Friday, September 14, 2012

Six-Feet-Down-Under : Manly Cemetery


This little handkerchief of a burial ground was probably way out in the boon docks when it was established in 1872. Although, Jane McLean's monument went up in 1863, and there is a charming story of a birder stumbling across a rough-hewn cross for an infant c.1861. It is small and rectangular, perhaps a normal suburban block. But it is still in use, although only cremations and burial in existing plots is any longer permitted. It is similar to Gore Hill Cemetery in that regard. Both established in the middle of the 19th century.



It is divided into religious demoninations, as were all cemeteries of that era. Christian religious demoninations, you realise. The protties and the micks. Those that protested against the ruling Protestants (eg Presbyterians, Methodists, Baptists) were begrudgingly allocated a General section. One only has to look at the dedications on the headstones to be fully aware when one moves from one section to the next. This is a relatively austere cemetery, meaning devoid of excessive decoration. There are a few angels and Marys but it gives every indication that the people who chose to spend eternity in this burial ground knew the value of money and the necessity of hard work, and kept their ego well in check.



View Larger Map

View Larger Map

Once again, this cemetery was the recipient of a removal from the old Devonshire Street Cemetery which made way for Central Railway Station in the first few years of the 20th century. One William Aberdeen who died in 1845 was reinterred here in Manly in 1899. There are a number of headstones that were instantly memorable and which I will research in more detail as time goes on. The stonemasons were mostly journeymen, judging from their finished product. George Watters’ monumental mason’s yard operated on the corner of Griffiths and Hill Streets, opposite the cemetery from around 1920; his name is carved on several headstones. The Pickworths had their masons’ yard in Harland Street from the 1930s.

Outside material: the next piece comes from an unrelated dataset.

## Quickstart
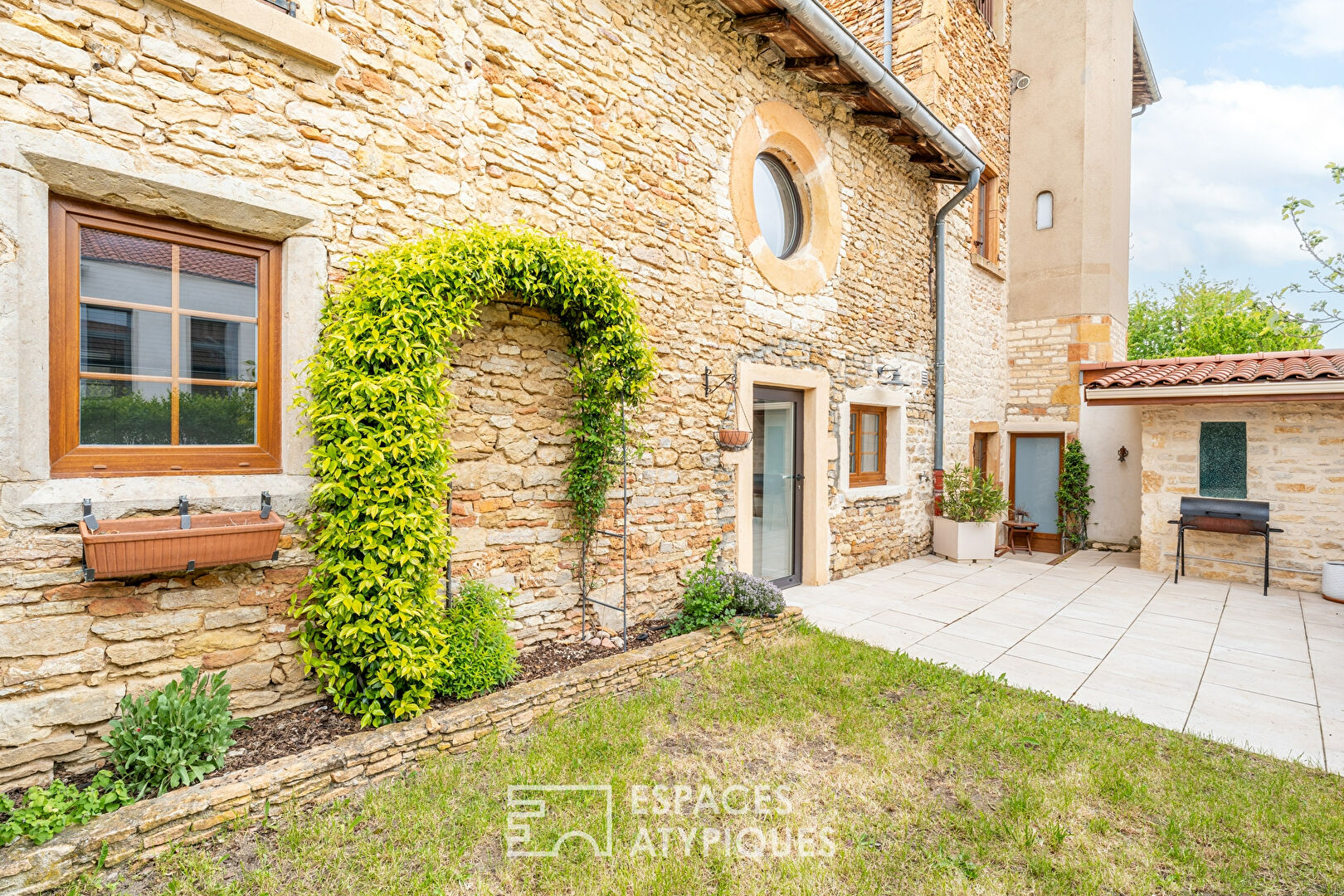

The burial ground is now under the care of the Manly Council. Unlike the old Balmain Burial Ground out in Leichhardt, which was turned into a Pioneers' Park during the years of WW2, Manly Cemetery has a long way to go to be mothballed. They are still taking ashes and bodies for burial. The grass is mowed, and the memorials are kept secure. There is some destruction as you can see in the images, but this could be the result of erosion and weather, rather than vandalism. But there is little in the way of decoration; few flowers; fewer vases. It is kept tidy, without being loved.


2 comments:

Ann said...

Didn't know there was a Manly Cemetery. Like the look of it with all the trees.

Nicola Carpenter said...

Fascinating post. What a wonderful cemetery to take a wander round. Is that a pair of exposed boobies on that lady? How very un-Victorian.